JAKARTA, KOMPAS.com - Pemerintah Provinsi DKI Jakarta berencana membatasi penggunaan air bagi warga rusun. Setiap bulan, pemerintah menjatah 10 kubik bagi warga.
Oyo (45), warga Blok D Rusun Cipinang Besar Selatan (Cibesel), Jakarta Timur, saat menanggapi hal itu mengatakan bahwa dirinya keberatan dengan rencana tersebut. Jatah 10 kubik per bulan itu dirasa kurang.
"Saya aja sebulan bisa sampai 20-21 kubik," kata Oyo, kepada Kompas.com, Selasa (28/2/2017) malam.
Ia mengatakan, kebutuhannya akan air memang banyak. Oyo tinggal bersama istri dan lima orang anaknya.
"Saya cuma pakai buat mandi, cuci, masak. Banyakan untuk cuci," ujar Oyo.
Dirinya mencontohkan, bulan lalu pemakaian airnya mencapai 22 kubik. Jika aturan pembatasan air ini jadi diterapkan, warga rusun yang memakai air di atas 10 kubik akan dikenakan tarif normal. Tarif normal air sebesar Rp 7.450 per kubik, sedangkan bagi warga rusun karena telah disubsidi menjadi Rp 5.500.
Menurut Oyo, seharusnya pemerintah bisa lebih banyak mensubsidi sehingga dapat menekan tarif air bagi warga rusun menjadi lebih murah.
"Kalau bisa subsidi lebih menguntumgkan ke kita. Pertama kali kita pindah rusun simpang siur, bilangnya air cuma Rp 2.500 (per kubik)," ujar Oyo.
Senada dengan Oyo, Janah (38) warga Rusun Cibesel juga keberatan dengan rencana pembatasan air tersebut. Menurut dia, mustahil warga menggunakan air hanya 10 kubik perbulan.
"Enggak mungkin banget, sangat-sangat tidak mungkin. Rata-ratakami kita memakai air itu sekitar 20 kubik lebih, kadang saya pernah sampai 27 kubik (per bulan)," ujar Janah.
Janah meminta pemerintah menghitung ulang karena menurutnya angka 10 kubik bagi warga per bulan tidak masuk akal.
"Saya ini ibu rumah tangga, jadi tahu betul posisinya seperti apa (penggunaan air). Seharusnya diperkirain dong, di satu unit itu ada berapa jiwa, cukup enggak," ujar Janah.
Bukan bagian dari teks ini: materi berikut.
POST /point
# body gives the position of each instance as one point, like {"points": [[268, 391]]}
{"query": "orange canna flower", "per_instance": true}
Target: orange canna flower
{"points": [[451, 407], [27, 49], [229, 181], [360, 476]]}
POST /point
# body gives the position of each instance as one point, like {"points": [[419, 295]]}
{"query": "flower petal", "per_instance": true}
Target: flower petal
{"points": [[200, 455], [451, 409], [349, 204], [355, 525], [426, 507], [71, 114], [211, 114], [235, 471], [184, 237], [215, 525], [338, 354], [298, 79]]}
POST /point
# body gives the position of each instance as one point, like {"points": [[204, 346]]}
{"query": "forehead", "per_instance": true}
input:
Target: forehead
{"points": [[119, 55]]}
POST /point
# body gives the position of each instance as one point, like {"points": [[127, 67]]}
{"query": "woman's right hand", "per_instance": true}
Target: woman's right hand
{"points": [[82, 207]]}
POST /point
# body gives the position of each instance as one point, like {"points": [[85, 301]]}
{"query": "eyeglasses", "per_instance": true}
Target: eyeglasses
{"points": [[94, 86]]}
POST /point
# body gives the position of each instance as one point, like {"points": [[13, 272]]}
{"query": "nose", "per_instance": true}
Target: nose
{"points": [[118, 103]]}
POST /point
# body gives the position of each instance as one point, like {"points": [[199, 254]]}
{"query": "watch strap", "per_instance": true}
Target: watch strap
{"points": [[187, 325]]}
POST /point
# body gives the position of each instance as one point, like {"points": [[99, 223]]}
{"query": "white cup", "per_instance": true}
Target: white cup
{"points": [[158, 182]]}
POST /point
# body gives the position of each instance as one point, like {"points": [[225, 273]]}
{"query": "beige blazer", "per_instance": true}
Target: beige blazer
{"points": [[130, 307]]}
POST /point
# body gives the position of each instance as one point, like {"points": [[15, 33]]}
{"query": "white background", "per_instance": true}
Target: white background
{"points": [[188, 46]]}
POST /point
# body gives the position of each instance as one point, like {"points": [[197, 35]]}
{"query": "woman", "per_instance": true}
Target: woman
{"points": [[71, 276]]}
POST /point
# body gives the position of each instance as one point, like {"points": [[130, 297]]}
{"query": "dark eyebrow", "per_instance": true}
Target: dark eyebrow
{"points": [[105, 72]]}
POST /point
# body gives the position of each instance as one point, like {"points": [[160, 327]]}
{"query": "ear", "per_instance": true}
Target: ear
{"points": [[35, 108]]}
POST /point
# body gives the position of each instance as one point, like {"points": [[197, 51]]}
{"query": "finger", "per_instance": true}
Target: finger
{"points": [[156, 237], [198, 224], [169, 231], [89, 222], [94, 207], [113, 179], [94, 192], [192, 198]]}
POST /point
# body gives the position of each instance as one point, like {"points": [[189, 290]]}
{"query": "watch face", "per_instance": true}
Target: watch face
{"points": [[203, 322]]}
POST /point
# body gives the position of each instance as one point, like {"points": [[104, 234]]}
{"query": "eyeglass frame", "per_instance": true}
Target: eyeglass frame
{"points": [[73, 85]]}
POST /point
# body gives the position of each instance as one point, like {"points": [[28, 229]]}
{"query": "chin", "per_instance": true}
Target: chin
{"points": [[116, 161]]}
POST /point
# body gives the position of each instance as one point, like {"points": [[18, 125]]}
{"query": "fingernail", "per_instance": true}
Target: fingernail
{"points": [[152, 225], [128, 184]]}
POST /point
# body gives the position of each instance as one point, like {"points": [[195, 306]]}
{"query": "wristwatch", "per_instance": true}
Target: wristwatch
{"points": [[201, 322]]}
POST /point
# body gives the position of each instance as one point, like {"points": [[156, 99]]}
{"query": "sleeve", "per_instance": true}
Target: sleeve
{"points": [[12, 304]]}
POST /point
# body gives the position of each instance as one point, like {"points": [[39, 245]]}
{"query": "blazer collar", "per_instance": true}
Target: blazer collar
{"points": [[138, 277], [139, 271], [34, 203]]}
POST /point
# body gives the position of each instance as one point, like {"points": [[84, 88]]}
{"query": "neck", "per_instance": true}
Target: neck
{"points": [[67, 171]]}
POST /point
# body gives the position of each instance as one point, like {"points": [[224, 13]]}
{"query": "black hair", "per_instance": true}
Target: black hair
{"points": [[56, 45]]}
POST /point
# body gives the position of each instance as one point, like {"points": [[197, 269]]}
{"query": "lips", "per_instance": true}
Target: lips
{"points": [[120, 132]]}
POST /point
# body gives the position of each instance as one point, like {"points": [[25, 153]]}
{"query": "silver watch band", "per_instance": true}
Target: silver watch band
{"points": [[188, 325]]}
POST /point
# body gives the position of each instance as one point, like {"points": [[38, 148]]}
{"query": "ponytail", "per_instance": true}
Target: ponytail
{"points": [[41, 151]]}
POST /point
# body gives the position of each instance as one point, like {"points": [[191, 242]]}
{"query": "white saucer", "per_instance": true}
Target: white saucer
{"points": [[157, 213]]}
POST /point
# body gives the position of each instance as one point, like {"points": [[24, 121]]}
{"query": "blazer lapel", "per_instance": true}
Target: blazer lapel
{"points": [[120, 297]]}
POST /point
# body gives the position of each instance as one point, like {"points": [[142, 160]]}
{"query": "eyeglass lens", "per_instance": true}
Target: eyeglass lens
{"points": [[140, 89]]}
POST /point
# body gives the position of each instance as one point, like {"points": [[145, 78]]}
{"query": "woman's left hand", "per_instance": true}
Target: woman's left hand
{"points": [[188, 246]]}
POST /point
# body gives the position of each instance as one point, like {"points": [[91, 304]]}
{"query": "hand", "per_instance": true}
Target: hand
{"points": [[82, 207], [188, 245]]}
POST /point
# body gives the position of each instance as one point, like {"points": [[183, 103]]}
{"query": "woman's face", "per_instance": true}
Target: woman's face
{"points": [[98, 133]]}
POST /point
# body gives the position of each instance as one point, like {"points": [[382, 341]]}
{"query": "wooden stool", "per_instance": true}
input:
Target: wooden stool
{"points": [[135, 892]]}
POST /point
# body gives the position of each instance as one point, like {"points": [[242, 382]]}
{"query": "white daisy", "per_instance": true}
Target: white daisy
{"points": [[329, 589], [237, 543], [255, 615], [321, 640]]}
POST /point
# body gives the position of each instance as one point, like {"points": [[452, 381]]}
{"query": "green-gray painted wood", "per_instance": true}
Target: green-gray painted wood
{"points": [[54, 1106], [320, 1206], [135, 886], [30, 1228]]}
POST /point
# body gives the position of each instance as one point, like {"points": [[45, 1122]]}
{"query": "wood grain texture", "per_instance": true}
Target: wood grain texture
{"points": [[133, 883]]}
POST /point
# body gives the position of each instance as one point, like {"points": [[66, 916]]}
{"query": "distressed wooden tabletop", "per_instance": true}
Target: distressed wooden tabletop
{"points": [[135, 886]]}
Kebijakan untuk memberlakukan tarif normal untuk pemakaian air di atas 10 kubik, menurut dia sangat memberatkan.
"Yang sekarang saja berat, apalagi ditambahin," ujar ibu tiga anak itu.
Kedua warga itu mengatakan, tidak mungkin bagi untuk berhemat air jika aturan itu jadi diterapkan. Warga justru berharap aturan itu dibatalkan.